After this quick flexing drill on both arms, I will try to have the person try to get a muscle mind connection with their abdominal area. Everyone knows how to push their stomach out, but how to contract their abdominal muscles for most people is a challenge. Without doing 1 sit-up, our abdominal exercise I want you to learn is to flex your abdominals for 1 week. Be conscience at all times, driving a car, sitting at your desk, walking, etc…. After you are comfortable with this drill I want you to start working your abs slowly. Remember quality not quantity….. Maybe start out 3 sets of 10 sit-ups for a total of 30 (4 times a week) this should take you 5 minutes.
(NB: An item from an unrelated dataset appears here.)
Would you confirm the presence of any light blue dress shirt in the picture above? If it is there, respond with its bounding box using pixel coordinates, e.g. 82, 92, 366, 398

Between each set I want you to flex your abs and touch your abs to feel the contraction. This muscle mind connection will grow in time and will become the secret to your sculptured abs you have been laboring to get.
Get into a sit-up position with your knees slightly bent. Put your hands behind your legs to help you pull yourself up into a sit-up position. Laying on your back before coming up into a sit-up position your abs should be relaxed. As you start pulling yourself up into a 3/4 sit-up have your chin to your chest and flex your abs at the top of the sit-up position and keep them flexed as you slowly return to your back position. Using your arms will allow you to focus on your abs and remove your hips and hip flexors from the movement.
If using a sit-up board instead of putting your hands on the back of your legs, put them under the board and grab the board close to your buttocks. Repeat this routine for 1 month and you will see results.
Lay back on the ball so that your lower back feels comfortable enough to sit up 1/2 way. With your legs bent directly in front of you I want you to start rocking back and forth similar to a rocking chair motion, but with your back slightly further back. As you get this movement down you will start feeling how you can really contract your frontal abs, for quick results. I don’t endorse the balls, but have to say they’re the best tool for people who have problems doing regular sit-ups and great for people with lower back problems. This exercise shouldn’t be attached with how many reps and sets you should do, it’s just a piece of equipment you should really get the feel for to get those sculptured rock hard abs.
Learn this Fitness secret and start getting results in 1 month.
Remember the AB SECRET is ISO-TENSION…….
Note: Body fat will be a factor in getting your ultimate results and the only way to combat that is cardiovascular exercise such as stationary bike, treadmill, or stair-master, etc.